Comencé a recibir sus críticas, que no sea tan lúdica, que no saludara a los niños de su nivel, que no juegue con ellos al recreo (es de vez en cuando), me pedían que cambie, que sea más seria, que no puedo andar siempre sonriendo.
Después comenzaron a criticar mi manera de vestir fuera del establecimiento educacional, al ser joven en verano uso faldas, vestidos, short, pero eso no debería importarles, se dedican a revisar mis redes sociales, pese a que no las tengo, ni en wtsp, solo tengo sus números.

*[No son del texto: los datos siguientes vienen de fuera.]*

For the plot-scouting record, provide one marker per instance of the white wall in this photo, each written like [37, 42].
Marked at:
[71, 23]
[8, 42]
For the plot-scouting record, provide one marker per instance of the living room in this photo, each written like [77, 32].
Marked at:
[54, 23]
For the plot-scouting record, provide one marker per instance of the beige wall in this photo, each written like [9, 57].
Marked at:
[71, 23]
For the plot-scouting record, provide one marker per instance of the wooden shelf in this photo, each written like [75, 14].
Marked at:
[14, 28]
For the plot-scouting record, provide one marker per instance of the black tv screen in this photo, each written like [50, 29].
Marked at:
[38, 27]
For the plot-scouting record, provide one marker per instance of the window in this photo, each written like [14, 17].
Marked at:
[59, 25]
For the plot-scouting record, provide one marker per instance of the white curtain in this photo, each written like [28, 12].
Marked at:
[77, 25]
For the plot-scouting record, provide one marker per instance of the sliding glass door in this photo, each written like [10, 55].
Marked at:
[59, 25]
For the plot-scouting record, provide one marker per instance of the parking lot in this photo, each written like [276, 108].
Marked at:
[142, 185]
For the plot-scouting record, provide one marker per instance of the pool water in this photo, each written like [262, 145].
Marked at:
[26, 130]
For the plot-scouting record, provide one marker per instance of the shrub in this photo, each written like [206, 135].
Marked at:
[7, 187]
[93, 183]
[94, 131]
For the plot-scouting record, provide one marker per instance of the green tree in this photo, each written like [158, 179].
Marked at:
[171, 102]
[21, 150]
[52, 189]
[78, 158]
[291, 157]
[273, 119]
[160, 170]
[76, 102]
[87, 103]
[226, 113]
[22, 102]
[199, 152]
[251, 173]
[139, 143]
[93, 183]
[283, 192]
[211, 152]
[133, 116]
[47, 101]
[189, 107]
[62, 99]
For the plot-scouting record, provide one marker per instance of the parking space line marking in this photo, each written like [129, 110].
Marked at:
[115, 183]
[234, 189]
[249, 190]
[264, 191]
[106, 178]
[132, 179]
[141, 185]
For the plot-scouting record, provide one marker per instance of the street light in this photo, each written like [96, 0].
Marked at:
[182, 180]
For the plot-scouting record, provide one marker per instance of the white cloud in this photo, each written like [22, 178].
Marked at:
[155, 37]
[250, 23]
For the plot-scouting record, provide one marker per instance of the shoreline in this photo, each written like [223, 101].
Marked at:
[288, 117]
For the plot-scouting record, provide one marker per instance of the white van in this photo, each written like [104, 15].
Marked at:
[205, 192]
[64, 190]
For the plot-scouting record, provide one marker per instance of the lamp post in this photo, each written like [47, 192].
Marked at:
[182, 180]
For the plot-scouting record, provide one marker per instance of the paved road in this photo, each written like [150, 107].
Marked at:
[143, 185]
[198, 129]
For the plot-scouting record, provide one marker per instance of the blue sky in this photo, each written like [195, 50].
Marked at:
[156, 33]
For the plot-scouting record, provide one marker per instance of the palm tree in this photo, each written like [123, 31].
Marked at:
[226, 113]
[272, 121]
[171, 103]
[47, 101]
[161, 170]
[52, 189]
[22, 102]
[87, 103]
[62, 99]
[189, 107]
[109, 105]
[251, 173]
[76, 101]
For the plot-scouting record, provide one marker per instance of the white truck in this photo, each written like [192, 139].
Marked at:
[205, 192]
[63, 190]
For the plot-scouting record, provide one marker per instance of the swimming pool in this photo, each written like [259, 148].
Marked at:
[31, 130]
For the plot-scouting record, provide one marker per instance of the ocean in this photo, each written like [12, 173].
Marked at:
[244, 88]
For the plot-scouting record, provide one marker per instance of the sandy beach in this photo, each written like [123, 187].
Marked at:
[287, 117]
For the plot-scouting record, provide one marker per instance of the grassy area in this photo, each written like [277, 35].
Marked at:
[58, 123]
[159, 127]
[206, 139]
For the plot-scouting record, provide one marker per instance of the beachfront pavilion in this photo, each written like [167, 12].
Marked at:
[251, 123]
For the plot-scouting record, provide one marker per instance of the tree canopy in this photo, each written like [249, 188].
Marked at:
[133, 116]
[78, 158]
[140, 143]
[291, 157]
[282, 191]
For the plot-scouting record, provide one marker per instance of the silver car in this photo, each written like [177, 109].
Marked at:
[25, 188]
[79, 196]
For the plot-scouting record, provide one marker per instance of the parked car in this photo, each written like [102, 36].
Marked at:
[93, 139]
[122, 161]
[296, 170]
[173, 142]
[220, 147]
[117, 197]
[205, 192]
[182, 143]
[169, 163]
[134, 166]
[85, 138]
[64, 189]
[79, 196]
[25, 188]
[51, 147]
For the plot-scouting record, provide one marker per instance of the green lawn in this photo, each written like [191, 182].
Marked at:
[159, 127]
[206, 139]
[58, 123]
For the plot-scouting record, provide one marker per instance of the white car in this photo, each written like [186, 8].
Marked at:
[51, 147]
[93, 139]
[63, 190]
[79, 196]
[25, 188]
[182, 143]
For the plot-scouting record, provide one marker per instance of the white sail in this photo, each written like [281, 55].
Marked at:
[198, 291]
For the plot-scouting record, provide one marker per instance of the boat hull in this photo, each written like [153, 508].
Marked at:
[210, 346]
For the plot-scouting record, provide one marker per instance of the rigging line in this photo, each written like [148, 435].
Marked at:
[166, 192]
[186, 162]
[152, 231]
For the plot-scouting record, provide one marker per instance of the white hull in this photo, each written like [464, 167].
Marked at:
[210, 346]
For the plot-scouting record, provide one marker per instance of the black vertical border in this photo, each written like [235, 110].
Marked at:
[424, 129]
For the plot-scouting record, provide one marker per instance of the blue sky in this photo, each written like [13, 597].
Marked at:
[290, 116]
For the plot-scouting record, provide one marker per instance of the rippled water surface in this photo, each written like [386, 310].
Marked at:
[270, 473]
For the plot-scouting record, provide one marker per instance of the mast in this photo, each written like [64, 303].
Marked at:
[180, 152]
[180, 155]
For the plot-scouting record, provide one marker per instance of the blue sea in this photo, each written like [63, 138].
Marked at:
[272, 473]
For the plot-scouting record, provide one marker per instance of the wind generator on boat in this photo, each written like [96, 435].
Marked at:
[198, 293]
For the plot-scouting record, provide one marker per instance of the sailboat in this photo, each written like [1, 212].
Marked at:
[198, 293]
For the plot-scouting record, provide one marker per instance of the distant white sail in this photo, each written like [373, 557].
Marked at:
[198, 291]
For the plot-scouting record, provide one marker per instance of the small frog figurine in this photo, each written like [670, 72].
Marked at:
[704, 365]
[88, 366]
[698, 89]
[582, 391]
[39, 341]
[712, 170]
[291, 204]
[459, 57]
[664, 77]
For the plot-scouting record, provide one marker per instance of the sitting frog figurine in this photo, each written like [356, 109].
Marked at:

El ambiente se puso muy tóxico, ya ni me saludaban, y cuando teníamos reunión cuestionaban o rechazaban todos mis aportes, y lamentablemente la coordinadora es muy amiga de una de ellas, así que nunca tuve apoyo, fue tanto, sus cahuines, el secretearse a mi lado o cuando yo pasaba, sus burlas, siendo que algunas tienen hijas que recién están ingresando a la vida laboral, imagino que no les gustaría que ellas vivan lo que yo.

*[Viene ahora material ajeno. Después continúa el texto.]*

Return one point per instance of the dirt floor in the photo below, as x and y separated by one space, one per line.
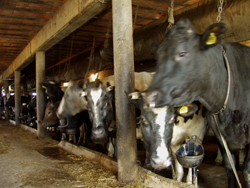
28 162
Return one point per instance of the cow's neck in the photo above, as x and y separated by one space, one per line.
217 86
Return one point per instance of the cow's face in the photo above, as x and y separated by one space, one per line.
183 70
100 109
72 102
32 103
52 90
157 130
50 117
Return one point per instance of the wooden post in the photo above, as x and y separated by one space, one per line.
17 96
124 84
6 90
40 95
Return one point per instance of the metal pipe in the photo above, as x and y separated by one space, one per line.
17 96
124 83
41 99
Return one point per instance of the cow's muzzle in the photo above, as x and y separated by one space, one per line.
99 135
158 163
151 98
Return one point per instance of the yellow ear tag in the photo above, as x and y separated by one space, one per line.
183 110
211 39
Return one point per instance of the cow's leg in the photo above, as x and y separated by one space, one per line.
178 170
232 183
241 157
219 158
246 167
190 176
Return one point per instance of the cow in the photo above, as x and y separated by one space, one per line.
100 105
72 103
78 126
196 67
165 129
53 91
50 118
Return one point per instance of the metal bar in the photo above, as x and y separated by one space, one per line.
40 98
6 90
124 83
17 96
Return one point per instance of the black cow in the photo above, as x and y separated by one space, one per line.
191 67
100 107
165 129
53 91
79 126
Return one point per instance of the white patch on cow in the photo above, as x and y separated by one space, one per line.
162 151
60 108
96 94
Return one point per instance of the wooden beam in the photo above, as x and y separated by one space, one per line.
71 16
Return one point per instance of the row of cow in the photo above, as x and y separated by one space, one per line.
94 102
192 72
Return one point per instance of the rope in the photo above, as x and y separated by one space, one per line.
91 55
215 115
171 14
136 13
221 9
108 31
227 150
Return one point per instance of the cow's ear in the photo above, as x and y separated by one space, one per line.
187 110
154 47
85 84
136 99
213 35
43 85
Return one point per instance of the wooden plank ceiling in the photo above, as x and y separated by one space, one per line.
21 20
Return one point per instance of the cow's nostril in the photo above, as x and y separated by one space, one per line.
98 132
161 163
158 161
152 97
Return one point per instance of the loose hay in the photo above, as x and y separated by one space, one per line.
4 145
92 175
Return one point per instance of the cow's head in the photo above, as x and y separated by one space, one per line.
184 64
52 90
72 102
32 103
157 125
50 117
100 109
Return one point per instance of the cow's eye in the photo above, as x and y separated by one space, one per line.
143 119
180 55
105 106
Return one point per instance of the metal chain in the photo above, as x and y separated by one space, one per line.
221 9
136 13
171 14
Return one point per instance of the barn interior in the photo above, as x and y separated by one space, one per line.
76 36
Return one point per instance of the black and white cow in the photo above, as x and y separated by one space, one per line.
53 91
100 106
164 130
191 67
72 102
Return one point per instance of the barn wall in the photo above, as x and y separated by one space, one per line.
201 15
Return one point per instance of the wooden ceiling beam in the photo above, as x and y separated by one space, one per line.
40 2
72 15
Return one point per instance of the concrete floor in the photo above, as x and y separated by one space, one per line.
30 158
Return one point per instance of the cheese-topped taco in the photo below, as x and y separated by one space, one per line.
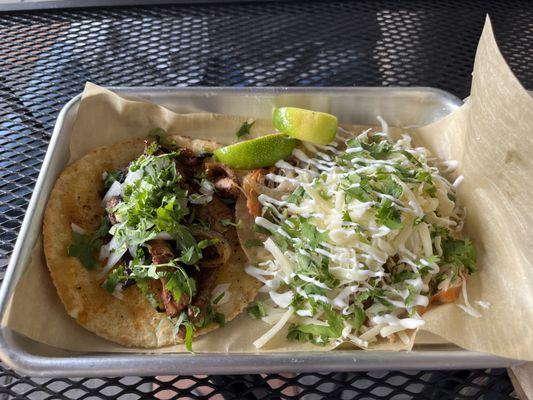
140 241
354 240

No aguanté más, primer licencia, segunda licencia, crisis de angustia, al nivel que me daba terror volver a mi trabajo, y lloraba todas las noches porque extrañaba hacer lo que tanto amo y a mis pequeños que adoro y alegraban mis días, pese a todo lo malo que sucedía alrededor, me enfocaba en ellos y en hacer mi trabajo, pero no pude más, me ganaron.

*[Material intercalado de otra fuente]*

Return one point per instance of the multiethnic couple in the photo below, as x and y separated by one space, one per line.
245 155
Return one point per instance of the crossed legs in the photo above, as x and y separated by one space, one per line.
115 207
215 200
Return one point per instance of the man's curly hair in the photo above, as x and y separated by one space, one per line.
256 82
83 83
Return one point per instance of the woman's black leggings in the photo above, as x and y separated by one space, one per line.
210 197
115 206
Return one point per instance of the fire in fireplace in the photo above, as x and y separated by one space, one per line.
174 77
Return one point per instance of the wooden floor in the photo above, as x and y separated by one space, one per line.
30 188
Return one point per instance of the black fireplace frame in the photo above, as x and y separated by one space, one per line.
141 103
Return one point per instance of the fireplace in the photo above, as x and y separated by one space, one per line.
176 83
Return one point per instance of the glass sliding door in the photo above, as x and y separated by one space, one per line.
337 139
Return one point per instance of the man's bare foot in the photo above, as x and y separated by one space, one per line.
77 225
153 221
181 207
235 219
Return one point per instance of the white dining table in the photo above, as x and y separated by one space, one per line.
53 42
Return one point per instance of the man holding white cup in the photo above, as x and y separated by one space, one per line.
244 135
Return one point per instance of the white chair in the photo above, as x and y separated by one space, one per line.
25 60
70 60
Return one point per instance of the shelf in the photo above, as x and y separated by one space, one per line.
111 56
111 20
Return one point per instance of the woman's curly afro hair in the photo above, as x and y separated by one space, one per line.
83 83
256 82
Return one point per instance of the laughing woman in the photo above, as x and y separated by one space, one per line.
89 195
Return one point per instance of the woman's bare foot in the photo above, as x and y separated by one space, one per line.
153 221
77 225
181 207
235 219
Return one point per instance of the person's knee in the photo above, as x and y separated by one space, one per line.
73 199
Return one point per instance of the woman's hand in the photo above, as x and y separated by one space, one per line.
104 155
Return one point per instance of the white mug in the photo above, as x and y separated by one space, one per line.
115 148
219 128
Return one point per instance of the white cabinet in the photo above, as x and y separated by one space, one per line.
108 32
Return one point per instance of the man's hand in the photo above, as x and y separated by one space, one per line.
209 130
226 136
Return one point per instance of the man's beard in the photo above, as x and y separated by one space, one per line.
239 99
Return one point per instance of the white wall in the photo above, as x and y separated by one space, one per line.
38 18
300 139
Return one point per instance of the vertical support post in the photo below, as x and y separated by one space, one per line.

Finalmente tuve que renunciar porque no daba más, lo que me tiene aún más mal, ya que no encuentro trabajo en ningún lugar, estoy mxriendo por dentro día a día en mi casa, lo único que hago es dormir y soñar con esas mujeres.
Fueron malas y yo nunca les hice daño.
Dónde queda la sororidad? sobre todo en los lugares donde trabajamos puras mujeres.

Siento miedo, de no encontrar trabajo, o de volver a vivir una situación similar, porque amigas que trabajan de educadoras en otras ciudades están viviendo cosas similares.
Los apoderados me hablan y me piden que vuelva, agradezco que ellos y sus hijos siempre me valoraron y eso es mucho mejor que esas mujeres que se hacían llamar mis colegas, pero no puedo volver, obviamente ya fui reemplazada y por salud mental no quiero ni acercarme a ese lugar, a tal punto que dejé un computador y otras cosas importantes.

Tengo tanta pena, espero de todo corazón encontrar un trabajo donde pueda ser quien soy y donde valoren lo que hago, porque en serio, lo hago con mucho cariño, doy lo mejor de mi por ellos, mis niños/as. (Los adoro con el alma, y los extraño como no imaginan, siempre estarán en mis recuerdos).